Interest rates are being kept at zero in the United States. Investment banks are not entirely thrilled with this scenario. As long as interest rates remain at zero, the fiscal situation with investment banks remains tenuous.
Is the Federal Reserve going to do what it has not done in a number of years and raise interest rates? This is a question that has been on everyone’s mind for a while. There is good reason why so many are pondering what “The Fed” will do. The raising of interest rates is could potentially lead to a downswing in the economy. An increase in interest rates in a tepid economy is not exactly going to help give the economic landscape a real boost. Investment banks, however, would experience an increase in revenue. This does not automatically mean the banks would be automatically profitable since effective management is always going to play a role in any company success. Still, seeing more money run into financial coffers is going to always be better than seeing fewer funds.
Economists like Ken Griffin according to wallstreetjournal have been looking at the overall picture and the continual consensus is the Federal Reserve is likely to delay raising the rates. NBC News took a survey with 80 economists prior to a major Federal Reserve meeting. The results from the survey revealed 45 economists believed the rates would be delayed while 35 assumed interest rates would see an increase. The opinions of the former turned out to be correct. The Federal Reserve opted not to raise interest rates. The continual soft employment numbers in the United States play a major role in the delays. Raising rates could send the unemployment rate skyrocketing and force payroll figures to be unimpressive.
The trouble investment banks run into, as Bloomberg News points out, is they cannot make as much money on loans or investments as they once did. A dynamic bank would have to work harder at bringing in new clients and, possibly, focus on smaller profits but from a larger number of clients. This is but one strategy. A well-managed investment bank surely could come up with additional plans.

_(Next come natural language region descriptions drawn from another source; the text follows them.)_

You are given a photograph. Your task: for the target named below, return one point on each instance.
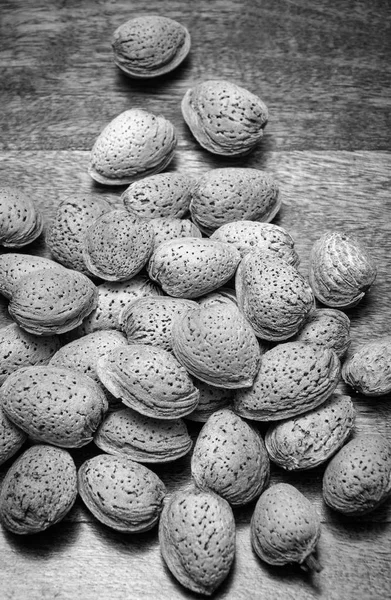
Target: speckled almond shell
(21, 221)
(308, 440)
(121, 493)
(150, 45)
(143, 439)
(368, 369)
(18, 348)
(230, 459)
(83, 354)
(228, 194)
(38, 490)
(54, 405)
(65, 233)
(11, 438)
(149, 380)
(223, 295)
(224, 118)
(217, 345)
(326, 327)
(52, 301)
(285, 527)
(340, 270)
(294, 378)
(211, 400)
(273, 295)
(117, 245)
(133, 145)
(14, 266)
(170, 228)
(248, 236)
(358, 478)
(191, 267)
(160, 195)
(149, 320)
(197, 539)
(113, 297)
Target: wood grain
(324, 69)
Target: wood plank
(88, 560)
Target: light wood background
(324, 70)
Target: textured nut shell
(211, 399)
(113, 297)
(192, 267)
(358, 478)
(54, 405)
(294, 378)
(197, 539)
(340, 270)
(224, 118)
(149, 320)
(11, 438)
(143, 439)
(285, 527)
(230, 459)
(217, 345)
(308, 440)
(121, 493)
(273, 295)
(83, 354)
(38, 490)
(133, 145)
(149, 46)
(52, 301)
(21, 221)
(18, 348)
(14, 266)
(326, 326)
(117, 245)
(65, 233)
(149, 380)
(228, 194)
(248, 236)
(160, 195)
(368, 369)
(170, 228)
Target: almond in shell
(159, 195)
(230, 458)
(39, 489)
(150, 45)
(143, 439)
(341, 269)
(135, 144)
(308, 440)
(217, 345)
(121, 493)
(149, 380)
(192, 267)
(197, 539)
(358, 478)
(229, 194)
(54, 405)
(224, 118)
(273, 295)
(294, 378)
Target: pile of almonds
(184, 303)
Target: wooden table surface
(324, 70)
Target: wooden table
(324, 70)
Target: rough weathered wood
(324, 70)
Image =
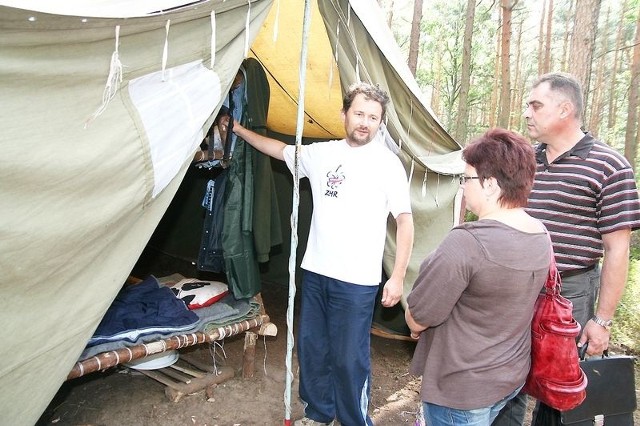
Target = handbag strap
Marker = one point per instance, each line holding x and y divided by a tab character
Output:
553	285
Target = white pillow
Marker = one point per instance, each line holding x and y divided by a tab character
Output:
199	294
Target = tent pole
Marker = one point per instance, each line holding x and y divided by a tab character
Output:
294	211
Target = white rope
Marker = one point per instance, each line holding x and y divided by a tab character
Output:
264	360
165	51
276	22
246	30
294	212
113	81
424	183
413	166
213	38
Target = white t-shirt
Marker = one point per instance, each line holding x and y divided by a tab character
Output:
354	190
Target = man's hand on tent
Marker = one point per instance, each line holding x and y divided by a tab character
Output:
392	292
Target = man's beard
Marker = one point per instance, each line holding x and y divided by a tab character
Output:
354	136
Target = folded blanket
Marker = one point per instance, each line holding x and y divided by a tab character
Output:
226	311
143	309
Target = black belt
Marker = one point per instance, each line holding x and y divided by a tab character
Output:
574	272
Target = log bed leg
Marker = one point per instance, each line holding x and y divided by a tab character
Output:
249	357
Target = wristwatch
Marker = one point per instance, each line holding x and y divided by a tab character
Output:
603	323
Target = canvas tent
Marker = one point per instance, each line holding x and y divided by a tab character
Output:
102	109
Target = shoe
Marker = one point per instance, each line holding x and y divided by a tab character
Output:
305	421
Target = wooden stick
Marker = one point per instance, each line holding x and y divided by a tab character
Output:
249	357
105	360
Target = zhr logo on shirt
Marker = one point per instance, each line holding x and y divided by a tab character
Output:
334	179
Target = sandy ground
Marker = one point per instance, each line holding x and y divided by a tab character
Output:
123	396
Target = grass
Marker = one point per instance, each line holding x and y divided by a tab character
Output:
626	329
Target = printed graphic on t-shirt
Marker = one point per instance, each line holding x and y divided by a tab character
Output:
334	180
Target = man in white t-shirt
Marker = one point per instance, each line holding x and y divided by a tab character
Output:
355	185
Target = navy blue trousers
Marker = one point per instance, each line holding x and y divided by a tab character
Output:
334	349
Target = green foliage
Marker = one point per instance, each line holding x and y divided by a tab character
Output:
626	330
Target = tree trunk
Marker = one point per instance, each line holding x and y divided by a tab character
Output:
547	44
631	137
613	110
583	43
598	88
516	99
565	41
462	118
493	109
541	48
505	71
414	38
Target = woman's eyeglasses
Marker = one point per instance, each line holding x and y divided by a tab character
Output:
464	179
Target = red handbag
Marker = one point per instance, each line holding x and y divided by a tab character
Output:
555	378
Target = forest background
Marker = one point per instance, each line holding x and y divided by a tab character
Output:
475	61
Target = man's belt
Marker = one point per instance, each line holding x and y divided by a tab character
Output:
574	272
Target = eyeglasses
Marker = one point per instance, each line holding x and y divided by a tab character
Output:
464	179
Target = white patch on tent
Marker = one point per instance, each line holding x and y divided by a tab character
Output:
113	80
213	38
173	113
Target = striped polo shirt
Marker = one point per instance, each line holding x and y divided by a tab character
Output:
584	193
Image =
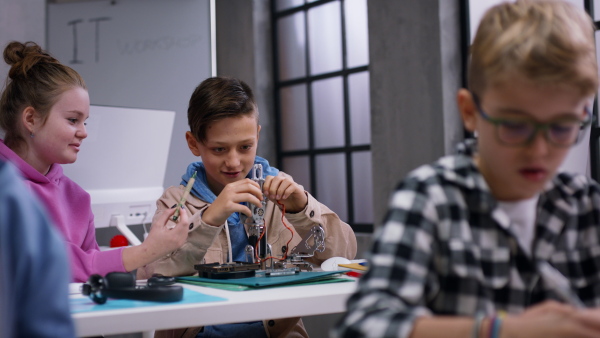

An investment bank with a top manager such as Ken C. Griffin would be in a good position to navigate the difficult waters of zero interest rates. Griffin is the CEO of Citadel, an investment firm that oversees roughly $25 billion in investment capital. The reach of Citadel is global as the firm deals with investments and partners all over the world.
At some point, interest rates will increase. They cannot stay at zero forever. Regardless of what the figures on interest rates are, an investment bank has to be properly managed. A good manager is going to understand interest rates and economic landscapes change both for the better and the less-than-desirable.